共有物分割請求(2)~遺産分割と夫婦共有の場合との比較②

 共有分割請求という方法によることの適否については、前回紹介しました遺産分割の場合に、遺産分割前の共有物分割請求が許されず、家庭裁判所での遺産分割の審判手続によらなければならないとした最判昭和62年9月4日最高裁判所裁判集民事151号645頁、家月40巻1号161頁、判例時報1251号101頁、判例タイムズ651号61頁等が参考になります。

 この最高裁判決は、繰り返しになりますが、「遺産相続により相続人の共有となった財産の分割について、共同相続人間に協議が調わないとき、又は協議をすることができないときは、家事審判法の定めるところに従い、家庭裁判所が審判によってこれを定めるべきものであり、通常裁判所が判決手続で判定すべきものではないと解するのが相当である。したがって、これと同趣旨の見解のもとに、上告人の本件共有物分割請求の訴えを不適法として却下すべきものとした原審の判断は、正当として是認することができ」ると判示しています。

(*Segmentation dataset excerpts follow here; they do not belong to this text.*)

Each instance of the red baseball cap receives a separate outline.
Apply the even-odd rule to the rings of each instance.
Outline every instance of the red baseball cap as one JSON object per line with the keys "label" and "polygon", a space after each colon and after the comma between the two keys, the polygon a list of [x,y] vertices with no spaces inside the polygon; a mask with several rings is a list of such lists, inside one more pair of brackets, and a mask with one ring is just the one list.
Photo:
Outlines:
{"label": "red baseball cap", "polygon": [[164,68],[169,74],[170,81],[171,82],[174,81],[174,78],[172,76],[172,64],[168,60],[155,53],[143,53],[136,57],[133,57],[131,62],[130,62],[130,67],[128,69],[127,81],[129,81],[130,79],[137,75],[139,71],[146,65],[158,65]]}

 ここで、原審(高松高判昭和59年2月29日)がなぜこのような判断をしたのかその理由を見ますと、いくつかの理由は述べられているのですが、そのうち、次の理由が夫婦共有の不動産についての共有分割請求の場合との比較ににおいて参考になります。
・民法259条により一部の遺産を自由に個々に分割し得るとすることは、相続人の1人の分割の訴え提起により残余の遺産の分割を困難ならしめて、全体の遺産をどのように分割するかの全体的配慮ができなくなり、かなりの弊害が予測される。
・遺産分割は民法903条の特別受益あるいは同904条の2の寄与分の協議審判等を考慮して分割されるべきであるところ、公開対審構造の地方裁判所において調査官の調査等もなくこれを配分し得るものとは考えられない。
 原審は、このような理由をその理由の一部としながら、遺産分割請求の管轄は家庭裁判所に専属するとしています。
 ここでは、親族間の従前の経過や関係を種々考慮しながら、しかも全体を見ながら個別の遺産の帰属・分割方法に配慮する必要がある遺産分割手続については、家庭裁判所の調査官の行う調査等の手段がない地方裁判所の判決手続(当事者の主張や当事者が提出してきた証拠に基づいて裁判所が判断を下すという審理が行われる)によって妥当な結論を導くことは不可能であるという判断、配慮があるということがわかります。

しかし、そうだとすると、同じようなことは、夫婦の場合の方がより強くあてはまるのではないかという疑問が生じてきます。すなわち、被相続人という自分とは異なる人間が所有していた遺産に対する相続人の関わり方よりも、夫婦共有の場合の共有財産はまさに自分のものですから、より関わり方が強いはずですし、特に不動産については生活の本拠となって可能性が高いですから、分割後の生活に配慮に必要になってくる場合が多いと考えられ、より財産全体を見据えて分割をどのようにすべきかという配慮や判断が必要となってくると考えられるからです。

そして、前回紹介した大阪高判平成17年6月9日判例時報1938号80頁は、理屈としては、夫婦の実質的共有財産についてその分割方法につき、共有物分割請求という方法を用いることができると述べていますが、その裁判の結論としては、別の理屈(本事案のもとでは夫婦の生活状況等も考慮して、夫から妻に対する共有分割請求が権利の濫用にあたるという認定)で共有物分割請求を否定しています。